Another category of patients with poor outcomes is those with relapsed/refractory ALL. With a median survival less than 1 year and a 3-year survival less than 25%, these patients do not respond well to ASCT, making them an ideal recipient for CAR treatment.

Porter went on to show results from multiple ALL trials that are ongoing at different sites within the United States (Table 2).

Toxicity

The treatment does not result in much infusional toxicity, “But the treatment results in hepatotoxicity and renal toxicity, which is reversible and associated with hypotension,” Porter said. While tumor lysis syndrome is common, it can be managed; however, cytokine release syndrome, or CRS, is the most serious toxicity associated with CAR-T treatment. Almost all patients who respond to treatment develop CRS 1 to 14 days after infusion with the modified T cells.

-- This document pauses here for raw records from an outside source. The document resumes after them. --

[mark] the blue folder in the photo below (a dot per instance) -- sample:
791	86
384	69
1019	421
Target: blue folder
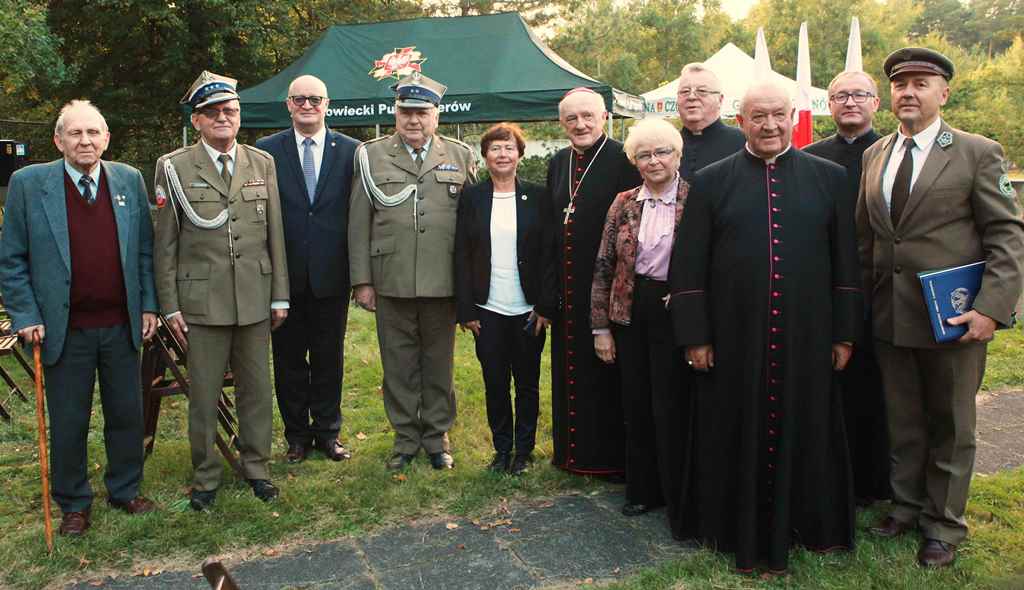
949	292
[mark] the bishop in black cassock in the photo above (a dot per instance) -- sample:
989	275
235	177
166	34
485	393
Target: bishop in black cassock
587	418
708	145
863	401
767	275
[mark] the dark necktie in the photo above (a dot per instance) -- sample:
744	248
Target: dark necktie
901	185
308	168
86	183
225	172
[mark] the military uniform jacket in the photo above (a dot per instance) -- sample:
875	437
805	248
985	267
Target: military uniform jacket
227	276
962	209
408	250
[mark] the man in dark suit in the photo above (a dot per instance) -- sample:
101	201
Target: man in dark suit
932	198
76	271
314	175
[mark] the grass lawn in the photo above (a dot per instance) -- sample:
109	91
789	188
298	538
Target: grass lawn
322	500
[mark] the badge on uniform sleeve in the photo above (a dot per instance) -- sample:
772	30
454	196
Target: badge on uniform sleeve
161	197
1007	187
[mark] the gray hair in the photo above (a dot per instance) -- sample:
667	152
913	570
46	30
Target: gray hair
844	75
651	130
761	88
58	128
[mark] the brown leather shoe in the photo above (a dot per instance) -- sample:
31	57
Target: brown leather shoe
935	553
890	527
137	505
296	453
74	523
334	451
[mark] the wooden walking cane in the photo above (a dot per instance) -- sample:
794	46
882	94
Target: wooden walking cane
44	463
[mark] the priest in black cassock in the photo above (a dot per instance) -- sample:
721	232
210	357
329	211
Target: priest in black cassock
587	418
706	138
853	99
767	302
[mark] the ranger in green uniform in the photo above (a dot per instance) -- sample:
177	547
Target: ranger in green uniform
400	241
222	280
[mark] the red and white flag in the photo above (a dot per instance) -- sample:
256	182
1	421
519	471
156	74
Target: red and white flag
803	133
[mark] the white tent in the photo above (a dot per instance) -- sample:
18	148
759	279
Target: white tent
735	70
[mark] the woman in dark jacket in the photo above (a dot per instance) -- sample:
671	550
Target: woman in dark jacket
506	290
631	323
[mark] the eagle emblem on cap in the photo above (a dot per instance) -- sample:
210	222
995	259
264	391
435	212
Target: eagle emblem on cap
402	61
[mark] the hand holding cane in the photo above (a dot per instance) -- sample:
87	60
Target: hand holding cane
44	463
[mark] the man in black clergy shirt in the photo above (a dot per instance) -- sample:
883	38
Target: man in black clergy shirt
766	299
587	419
853	99
706	138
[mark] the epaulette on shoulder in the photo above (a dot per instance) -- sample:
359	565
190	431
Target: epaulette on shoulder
456	141
375	140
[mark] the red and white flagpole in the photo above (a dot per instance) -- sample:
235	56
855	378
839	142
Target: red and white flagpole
803	133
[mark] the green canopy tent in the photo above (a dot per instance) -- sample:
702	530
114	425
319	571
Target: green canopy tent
495	68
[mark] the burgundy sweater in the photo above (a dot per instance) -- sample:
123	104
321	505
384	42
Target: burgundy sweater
97	288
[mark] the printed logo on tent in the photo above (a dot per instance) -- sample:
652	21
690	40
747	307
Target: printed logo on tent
401	61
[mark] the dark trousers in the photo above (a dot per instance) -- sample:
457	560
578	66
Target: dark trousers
930	402
70	384
655	396
507	351
307	367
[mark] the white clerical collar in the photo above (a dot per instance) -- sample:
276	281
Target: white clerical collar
317	137
768	160
925	137
425	149
215	154
76	175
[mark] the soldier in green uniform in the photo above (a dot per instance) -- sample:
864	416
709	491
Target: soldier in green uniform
222	280
400	241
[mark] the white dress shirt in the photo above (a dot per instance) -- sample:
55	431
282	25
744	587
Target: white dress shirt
923	146
317	148
214	155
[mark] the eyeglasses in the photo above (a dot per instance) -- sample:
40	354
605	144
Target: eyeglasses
660	154
859	96
699	92
211	113
300	100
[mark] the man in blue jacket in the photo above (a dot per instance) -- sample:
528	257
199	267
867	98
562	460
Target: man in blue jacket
76	272
314	175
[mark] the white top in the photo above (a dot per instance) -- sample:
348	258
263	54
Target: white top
214	155
923	146
505	295
317	148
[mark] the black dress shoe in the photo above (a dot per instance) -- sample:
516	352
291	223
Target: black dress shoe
635	509
441	460
334	451
264	490
296	453
501	462
935	553
890	527
399	461
202	501
520	463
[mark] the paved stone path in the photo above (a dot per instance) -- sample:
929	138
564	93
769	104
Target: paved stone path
556	542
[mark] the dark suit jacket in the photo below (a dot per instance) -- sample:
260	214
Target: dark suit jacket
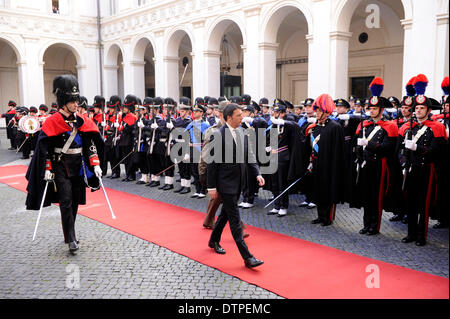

CRS, Porter said, is characterized by high fever, myalgias, nausea, fatigue, anorexia, hypoxia, and hypotension. Patients who respond to CAR-T treatment present with a significant spike in IL-6, modest spike in IFN-g and TNF-a, and a mild increase in IL2. Currently, tocilizumab, an IL-6 receptor antagonist, is administered between days 2 to 18 to rapidly reverse CRS. “However, the question is when do we start treatment without affecting the efficacy of CAR-T treatment?” Porter said.

Porter ended his talk saying, “CAR-T—cell therapy is here to stay with trials expanding to other B cell malignancies and solid tumors.”